5G Poses Security Risks to Public Safety Networks, Stakeholders Say

Public safety networks use the same underlying technologies as networks in any other sector, including IoT and 5G, Abley emailed. The same best practices mostly apply in all sectors, but some characteristics are unique to public safety and next generation 911, he said. The industry carries "the concept of a shared root of trust, which enables interoperability," he said. "We have a lot to learn from other industries, such as critical infrastructure that have deployed similar trust networks."

New public safety radio networks employing commercial public mobile radio technology such as 3G, 4G and 5G "have basically identical security issues," emailed European Telecommunications Standards Institute Senior Telecom Engineer Daniel Voisard. The security architecture of emergency radio systems must "be carefully crafted, managed and maintained according to predefined requirements." ETSI reported in August on such IoT devices.

Concerns about security risks from 5G are "well-founded" and must be addressed, said Ambassador Minna Kivimaki of the current EU Finnish Presidency at an Oct. 9 briefing. EU members, with the European Commission and the European Network and Information Security Agency, introduced a report on coordinated risk assessment of such networks based on national cybersecurity reviews. The risk-based analysis is another step forward in developing a "community of trust" in the EU, said Security Union Commissioner Julian King. It encompasses all sectors, including public protection and disaster relief, and will be followed with an action plan by year's end.

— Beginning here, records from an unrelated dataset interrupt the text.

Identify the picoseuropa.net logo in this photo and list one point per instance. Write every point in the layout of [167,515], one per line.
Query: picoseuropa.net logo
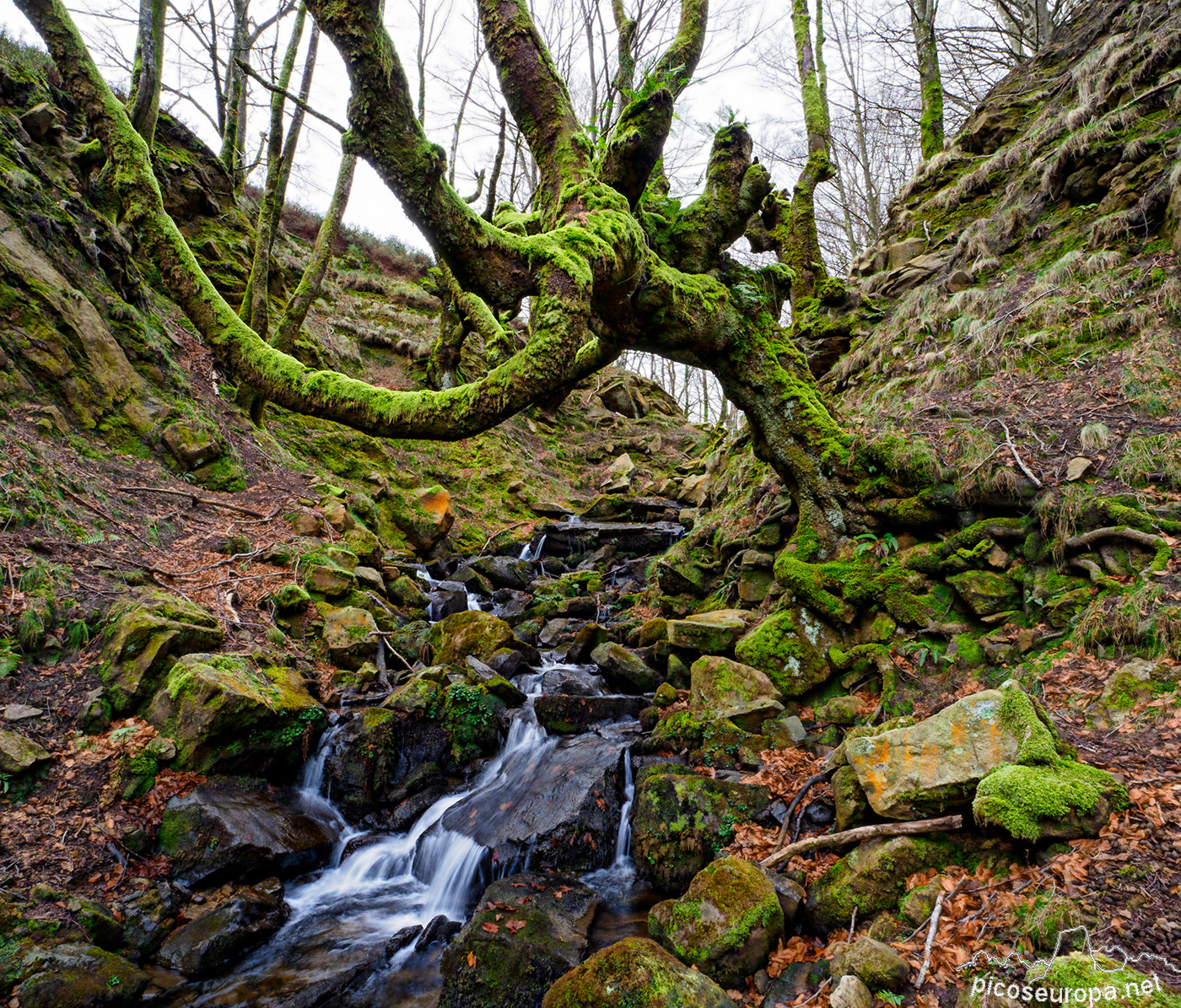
[1110,976]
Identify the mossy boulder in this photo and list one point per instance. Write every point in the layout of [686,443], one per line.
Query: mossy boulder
[350,633]
[635,973]
[77,975]
[529,930]
[1063,801]
[726,924]
[711,633]
[147,632]
[791,648]
[986,591]
[873,878]
[469,633]
[232,831]
[226,711]
[623,670]
[681,822]
[935,766]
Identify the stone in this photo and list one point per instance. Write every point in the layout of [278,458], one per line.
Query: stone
[191,443]
[77,975]
[791,648]
[147,630]
[18,753]
[926,770]
[710,633]
[510,954]
[873,878]
[681,822]
[850,993]
[224,833]
[470,633]
[1065,801]
[986,591]
[725,924]
[350,635]
[623,670]
[226,712]
[639,974]
[876,964]
[214,940]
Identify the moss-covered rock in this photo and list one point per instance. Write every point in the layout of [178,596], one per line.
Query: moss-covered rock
[873,878]
[725,925]
[791,648]
[469,633]
[682,822]
[144,633]
[226,711]
[1063,801]
[635,973]
[510,951]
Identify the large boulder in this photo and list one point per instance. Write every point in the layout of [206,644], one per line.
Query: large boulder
[710,633]
[529,930]
[730,689]
[682,821]
[791,648]
[635,973]
[623,670]
[19,753]
[76,975]
[147,632]
[725,925]
[564,811]
[871,878]
[470,633]
[221,833]
[935,766]
[226,712]
[1063,801]
[214,940]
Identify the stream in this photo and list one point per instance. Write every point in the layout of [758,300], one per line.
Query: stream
[332,949]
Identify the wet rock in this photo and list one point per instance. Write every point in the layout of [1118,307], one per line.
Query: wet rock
[570,715]
[214,940]
[564,810]
[921,771]
[730,689]
[470,633]
[725,925]
[511,951]
[221,833]
[681,822]
[710,633]
[876,964]
[76,975]
[791,648]
[639,974]
[147,632]
[623,670]
[871,878]
[226,711]
[18,753]
[570,682]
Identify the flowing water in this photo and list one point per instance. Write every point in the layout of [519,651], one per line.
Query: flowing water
[332,951]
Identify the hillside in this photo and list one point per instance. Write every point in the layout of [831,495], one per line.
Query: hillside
[295,715]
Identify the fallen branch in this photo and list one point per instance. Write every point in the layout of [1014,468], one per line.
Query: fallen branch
[1112,531]
[850,837]
[192,497]
[930,931]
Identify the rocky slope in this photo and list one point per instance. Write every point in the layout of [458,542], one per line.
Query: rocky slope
[206,628]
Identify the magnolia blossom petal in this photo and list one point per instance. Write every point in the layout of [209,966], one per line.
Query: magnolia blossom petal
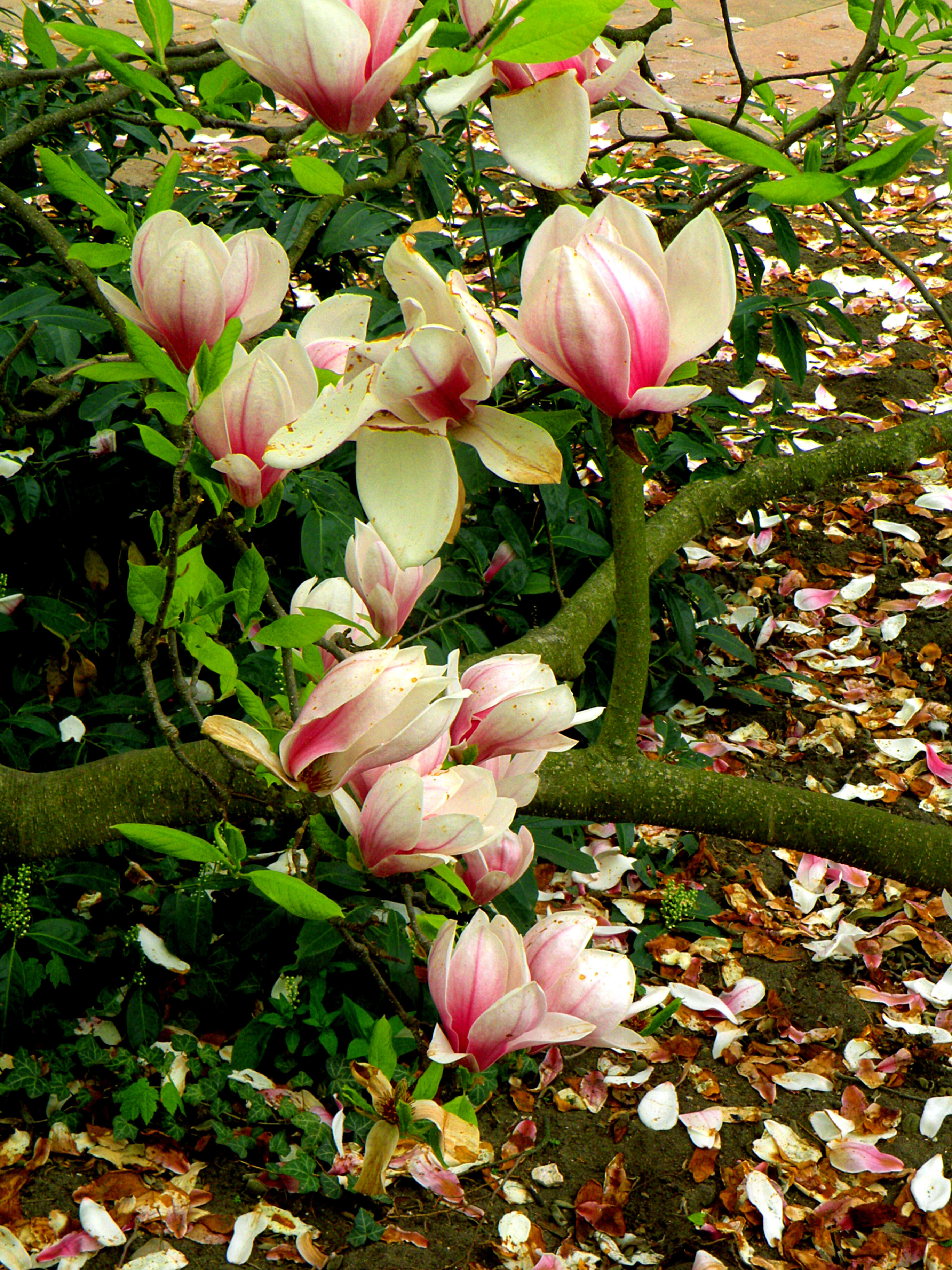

The biggest vulnerability to public safety networks "is not old-school, Hollywood-style hacking" but the "human factor," said NENA's Abley. There's "a cottage industry for ransomware insurance marketing to government" because there are so many cases where the software has been placed into computer systems through a human vulnerability, he said.

Such cases "can be mitigated by basic cyber-security hygiene," which isn't high-tech or sophisticated, Abley said. Basic things like password and credential management and recognizing phishing attacks can stave off a major attack. The National Institute of Standards and Technology has guidelines and NENA is involved in ongoing technical and standards development in cybersecurity for 911-related things, he said.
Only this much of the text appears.